I compare Bitcoin and the Blockchain tech to teenage sex: it appears everyone is curious and talking about it, some people are doing it, but very few are doing it well. I use this analogy when discussing leadership skills and strategic planning for companies, however, it also seems fitting for the Bitcoin conference.
I recently helped to advise a crypto wallet company, Exodus, to go public in a world-first, crypto-only offering on the Exodus platform. It was extraordinary and truly humbling. During this journey, I researched and learned of the bigger contributors, as well as their companies. Candidly, I was baffled when I discovered that some of these folks were in their 20s. A few of the leadership teams were made up entirely of young people. No question these individuals are brilliant – but rarely do young teams have the leadership experience, strategic planning knowledge, and clear organizational structure of more seasoned teams.
I wondered if maybe I was missing something. Many of these companies have no physical location and their teams work from anywhere in the world. I began pondering if there was a different way to run a company, if leadership experience holds less weight in this space, and who are these brilliant kids who think like pirates, want to change the world, and are doing it on their terms? Combine this with a genuine crypto-curiosity and my desire to improve in order to help my clients, and I felt all too compelled to attend this conference.
And I have to say, it was a trip.
Last week’s post focused on the culture, the tribe, and the movement. This week’s blog will focus more on my leadership observations.
I spoke with many owner/founders, “senior” folks, and start-up dreamers, and found that my confusion was not completely misguided. This space is not only attracting exceptionally bright, ambitious people, it is also moving faster than virtually any other industry. In other words, it is the Wild West, the Gold Rush, and the technology boom – all rolled into one. It exists without borders, yet trillions of dollars are at stake. Mix in a few libertarian beliefs, a massive distrust of the government and big finance, and you have a rudimentary snapshot of the industry. I have never seen an industry with so much money and such little need for securing outside money. As I waited almost three hours the first day just to get in the door, I talked with a VC (venture capital) owner who was openly frustrated. In the last several pitches he had listened to when considering making an investment, the tables turned. The companies he was interviewing began interviewing him. They wanted the VC to explain why they should take his money. They didn’t need more money, but what else did he have to offer – marketing, accounting, or introductions? For a traditional VC, to be the one being interviewed is unheard of. In all cases, they did not make a placement because the company did not want the deal. The space is truly topsy-turvy.
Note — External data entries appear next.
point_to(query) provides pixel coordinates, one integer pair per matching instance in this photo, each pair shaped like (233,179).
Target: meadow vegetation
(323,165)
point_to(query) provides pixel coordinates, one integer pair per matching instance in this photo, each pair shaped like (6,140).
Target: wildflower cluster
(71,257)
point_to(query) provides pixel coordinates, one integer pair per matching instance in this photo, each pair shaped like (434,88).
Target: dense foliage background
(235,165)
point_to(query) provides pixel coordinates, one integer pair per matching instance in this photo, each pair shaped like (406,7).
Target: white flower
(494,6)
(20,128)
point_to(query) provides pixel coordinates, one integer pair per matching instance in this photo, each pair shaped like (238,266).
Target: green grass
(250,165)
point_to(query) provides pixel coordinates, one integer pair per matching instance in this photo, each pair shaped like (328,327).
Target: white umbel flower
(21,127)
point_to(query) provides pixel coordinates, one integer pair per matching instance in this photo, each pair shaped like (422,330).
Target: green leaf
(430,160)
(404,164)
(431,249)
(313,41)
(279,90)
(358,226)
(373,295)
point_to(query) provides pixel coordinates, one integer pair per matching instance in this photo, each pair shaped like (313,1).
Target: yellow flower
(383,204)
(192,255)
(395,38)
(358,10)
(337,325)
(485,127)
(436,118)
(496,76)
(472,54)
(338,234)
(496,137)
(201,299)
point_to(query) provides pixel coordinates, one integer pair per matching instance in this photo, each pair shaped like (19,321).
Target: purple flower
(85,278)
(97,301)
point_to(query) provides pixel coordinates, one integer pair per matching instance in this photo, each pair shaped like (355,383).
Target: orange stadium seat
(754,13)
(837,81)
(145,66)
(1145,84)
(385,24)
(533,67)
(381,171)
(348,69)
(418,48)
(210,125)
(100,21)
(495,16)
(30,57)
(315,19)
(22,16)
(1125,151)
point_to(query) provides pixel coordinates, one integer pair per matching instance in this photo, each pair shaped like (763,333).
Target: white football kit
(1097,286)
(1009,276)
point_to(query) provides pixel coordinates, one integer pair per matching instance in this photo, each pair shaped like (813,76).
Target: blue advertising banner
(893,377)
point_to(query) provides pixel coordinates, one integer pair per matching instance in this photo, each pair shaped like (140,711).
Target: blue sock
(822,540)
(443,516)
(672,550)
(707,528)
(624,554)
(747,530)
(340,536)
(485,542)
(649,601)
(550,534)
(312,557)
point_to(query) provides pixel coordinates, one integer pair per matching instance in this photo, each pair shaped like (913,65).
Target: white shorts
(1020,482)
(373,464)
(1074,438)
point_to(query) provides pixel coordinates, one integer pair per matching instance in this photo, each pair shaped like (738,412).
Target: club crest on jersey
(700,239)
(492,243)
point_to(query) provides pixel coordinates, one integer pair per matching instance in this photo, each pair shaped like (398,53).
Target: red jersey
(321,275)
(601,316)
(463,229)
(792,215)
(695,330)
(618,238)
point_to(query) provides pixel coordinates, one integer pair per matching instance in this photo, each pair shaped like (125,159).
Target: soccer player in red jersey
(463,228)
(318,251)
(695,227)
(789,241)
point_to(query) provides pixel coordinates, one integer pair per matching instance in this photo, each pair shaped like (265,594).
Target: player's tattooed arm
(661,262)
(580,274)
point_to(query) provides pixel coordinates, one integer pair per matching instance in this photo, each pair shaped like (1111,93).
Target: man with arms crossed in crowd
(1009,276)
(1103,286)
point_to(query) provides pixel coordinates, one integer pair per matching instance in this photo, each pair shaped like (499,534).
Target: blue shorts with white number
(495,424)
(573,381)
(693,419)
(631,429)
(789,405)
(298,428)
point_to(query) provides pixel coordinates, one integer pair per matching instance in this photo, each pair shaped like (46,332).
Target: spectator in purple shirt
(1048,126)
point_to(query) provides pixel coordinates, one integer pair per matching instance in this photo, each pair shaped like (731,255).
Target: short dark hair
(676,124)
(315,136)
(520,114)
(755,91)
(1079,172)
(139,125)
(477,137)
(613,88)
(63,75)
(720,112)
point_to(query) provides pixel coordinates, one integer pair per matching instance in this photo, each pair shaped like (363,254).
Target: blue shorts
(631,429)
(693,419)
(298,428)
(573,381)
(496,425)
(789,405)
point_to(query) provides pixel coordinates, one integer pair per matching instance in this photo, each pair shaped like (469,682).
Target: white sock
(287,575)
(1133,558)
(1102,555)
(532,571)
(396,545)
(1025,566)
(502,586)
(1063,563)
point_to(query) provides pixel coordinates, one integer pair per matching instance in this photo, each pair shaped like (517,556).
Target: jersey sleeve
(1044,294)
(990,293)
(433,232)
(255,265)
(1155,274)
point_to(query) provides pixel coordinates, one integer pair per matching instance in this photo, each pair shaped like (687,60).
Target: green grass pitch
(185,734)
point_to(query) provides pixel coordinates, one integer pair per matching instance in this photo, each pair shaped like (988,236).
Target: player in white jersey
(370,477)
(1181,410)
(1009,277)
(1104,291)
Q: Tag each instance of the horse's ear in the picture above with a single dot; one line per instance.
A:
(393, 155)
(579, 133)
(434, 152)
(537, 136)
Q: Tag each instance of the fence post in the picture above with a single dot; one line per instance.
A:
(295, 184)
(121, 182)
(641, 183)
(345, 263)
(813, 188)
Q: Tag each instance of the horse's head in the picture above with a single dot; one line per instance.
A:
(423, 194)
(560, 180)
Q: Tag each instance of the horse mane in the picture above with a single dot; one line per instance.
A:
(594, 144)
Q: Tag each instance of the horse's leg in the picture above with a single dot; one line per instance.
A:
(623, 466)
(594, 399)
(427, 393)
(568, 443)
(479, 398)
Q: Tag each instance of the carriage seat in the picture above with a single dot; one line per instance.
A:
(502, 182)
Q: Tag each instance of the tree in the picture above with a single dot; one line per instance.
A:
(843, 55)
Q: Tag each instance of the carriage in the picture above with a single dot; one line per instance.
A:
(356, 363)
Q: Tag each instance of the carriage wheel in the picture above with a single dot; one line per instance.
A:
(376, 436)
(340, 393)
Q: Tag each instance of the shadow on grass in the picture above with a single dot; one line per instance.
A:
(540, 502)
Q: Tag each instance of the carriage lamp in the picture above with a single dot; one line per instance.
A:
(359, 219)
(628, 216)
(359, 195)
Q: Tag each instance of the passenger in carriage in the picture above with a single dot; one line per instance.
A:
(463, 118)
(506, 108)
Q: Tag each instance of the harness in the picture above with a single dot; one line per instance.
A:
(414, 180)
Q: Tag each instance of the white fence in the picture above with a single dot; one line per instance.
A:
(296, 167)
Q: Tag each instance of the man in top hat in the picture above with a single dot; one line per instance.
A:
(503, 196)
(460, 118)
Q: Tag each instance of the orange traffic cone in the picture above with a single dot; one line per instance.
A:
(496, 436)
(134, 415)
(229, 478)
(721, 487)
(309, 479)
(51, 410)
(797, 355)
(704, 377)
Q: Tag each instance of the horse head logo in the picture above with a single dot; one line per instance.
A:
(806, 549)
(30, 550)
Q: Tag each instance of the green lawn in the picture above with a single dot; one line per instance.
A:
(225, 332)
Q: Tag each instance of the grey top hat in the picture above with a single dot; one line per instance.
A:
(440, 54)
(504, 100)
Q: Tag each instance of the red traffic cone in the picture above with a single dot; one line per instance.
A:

I observed this money-flush sort of thinking over and over. Additionally, I saw a unique and uncommon self-awareness of areas in which these young leaders could grow and mature. In my experience, it is rare to see an organization with the self-awareness to recognize their strengths and their shortcomings, especially when it comes to super smart, successful start-ups. There are always exceptions, but again, with this group, awareness appeared to be the norm. Perhaps this has to do with culture, openness, and candor. I felt a genuine receptiveness to the challenges and comments I made in our brief interactions.
To me, this indicated that most of the people I interacted with were the brightest of the bright. They were in an extremely lucrative environment, had gotten lucky, worked hard, and were still likely to drive into the wall of growing pains that virtually every small business hits. For me, this was exciting, as it confirmed that this industry is different, yet many of the leadership problems were the same.
Based on these insights, I am taking time to process and consider my next steps. I love where I am today, however, I have to admit that it is fun to think about the possibilities. This movement is young and could use some gray hair to cultivate leadership skills and strategic thinking.
I would love to hear any insights or thoughts along these lines.